Pedimos a David Márquez saber cuál es su planificación mental para Niza, su estrategia para el domingo: "A ver, antes iba a probar, a terminar, a hacer mejores tiempos. Ahora voy a muerte desde el principio, no hay más remedio. En mi mente, aparto los segmentos. En natación voy bien, rápido, pero hay que tener cuidado con los golpes, los codazos, los agobios. Hay dos mil personas nadando. Si se te pone el corazón a 200 en el agua y no te tranquilizas, estás fuera. Debo tardar 57 o 58 minutos. Después viene la bicicleta, soy un ciclista con fuerza, aunque hay que superar tres puertos de montaña, uno de ellos de 20 kilómetros. En Niza rodé a 35 por hora de media. Si todo va bien deben ser 5 horas y 20 ó 30 minutos".

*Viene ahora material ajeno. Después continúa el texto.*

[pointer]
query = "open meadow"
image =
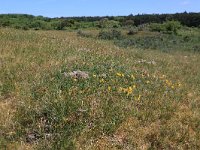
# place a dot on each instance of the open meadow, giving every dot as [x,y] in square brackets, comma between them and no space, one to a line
[130,97]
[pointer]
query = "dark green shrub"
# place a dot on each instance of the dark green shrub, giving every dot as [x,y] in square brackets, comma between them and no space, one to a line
[110,35]
[166,27]
[132,32]
[84,34]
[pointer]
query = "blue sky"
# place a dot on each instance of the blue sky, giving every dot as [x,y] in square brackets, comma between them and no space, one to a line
[58,8]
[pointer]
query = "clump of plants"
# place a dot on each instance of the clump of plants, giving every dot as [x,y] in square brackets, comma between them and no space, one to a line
[166,27]
[110,35]
[84,34]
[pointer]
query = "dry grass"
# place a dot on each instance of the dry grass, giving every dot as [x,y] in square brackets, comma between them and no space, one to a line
[32,60]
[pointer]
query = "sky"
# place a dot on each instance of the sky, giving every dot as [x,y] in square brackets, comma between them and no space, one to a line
[66,8]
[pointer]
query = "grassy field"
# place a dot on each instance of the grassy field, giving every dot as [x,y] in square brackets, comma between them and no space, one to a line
[133,98]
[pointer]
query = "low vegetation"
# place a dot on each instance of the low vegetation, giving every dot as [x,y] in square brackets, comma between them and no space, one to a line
[115,88]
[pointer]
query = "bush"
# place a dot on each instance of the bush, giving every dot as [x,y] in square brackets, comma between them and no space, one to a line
[84,34]
[166,27]
[110,35]
[132,32]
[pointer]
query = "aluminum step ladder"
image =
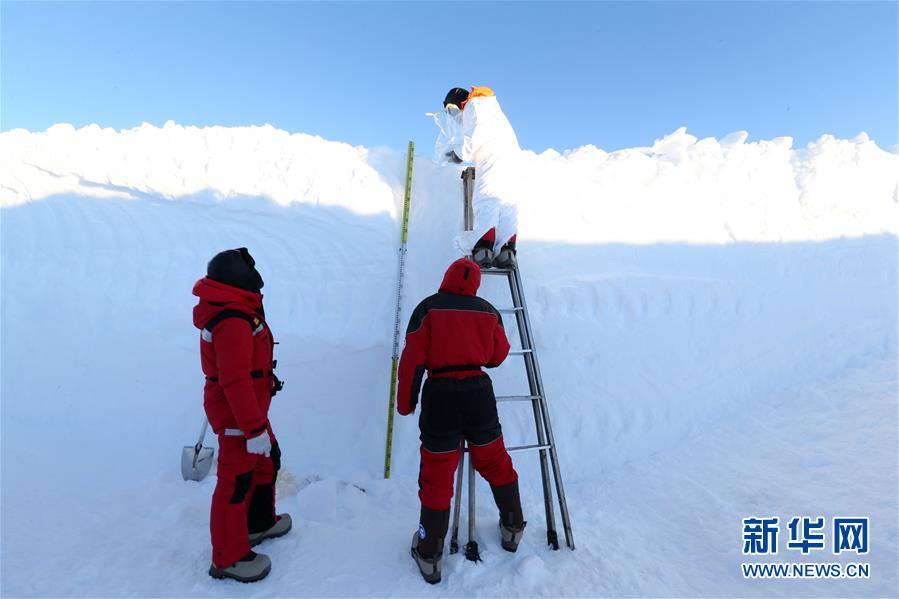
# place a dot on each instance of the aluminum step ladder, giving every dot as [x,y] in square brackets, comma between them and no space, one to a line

Waltrapa admite que la carrera es su "peor disciplina" pero confía en la mejora conseguida este año tras perder cinco kilos y reducir su masa muscular. "En la maratón tu cuerpo va al límite pero vienes con la musculatura más acondicionada de la bici. Una maratón en Ironman no es lo mismo que una aislada, si corro a 4:50 minutos el kilómetro está bien. Ahí hay que controlar las sensaciones para no ir más rápido de la cuenta, porque si lo haces, revientas. Serían unas 3 horas y 20 minutos. Los cálculos, condicionados al "si todo sale bien", clavan el crono en 9 horas y 50 minutos nadando, corriendo y pedaleando lo más rápido posible para culminar todo un proyecto de vida.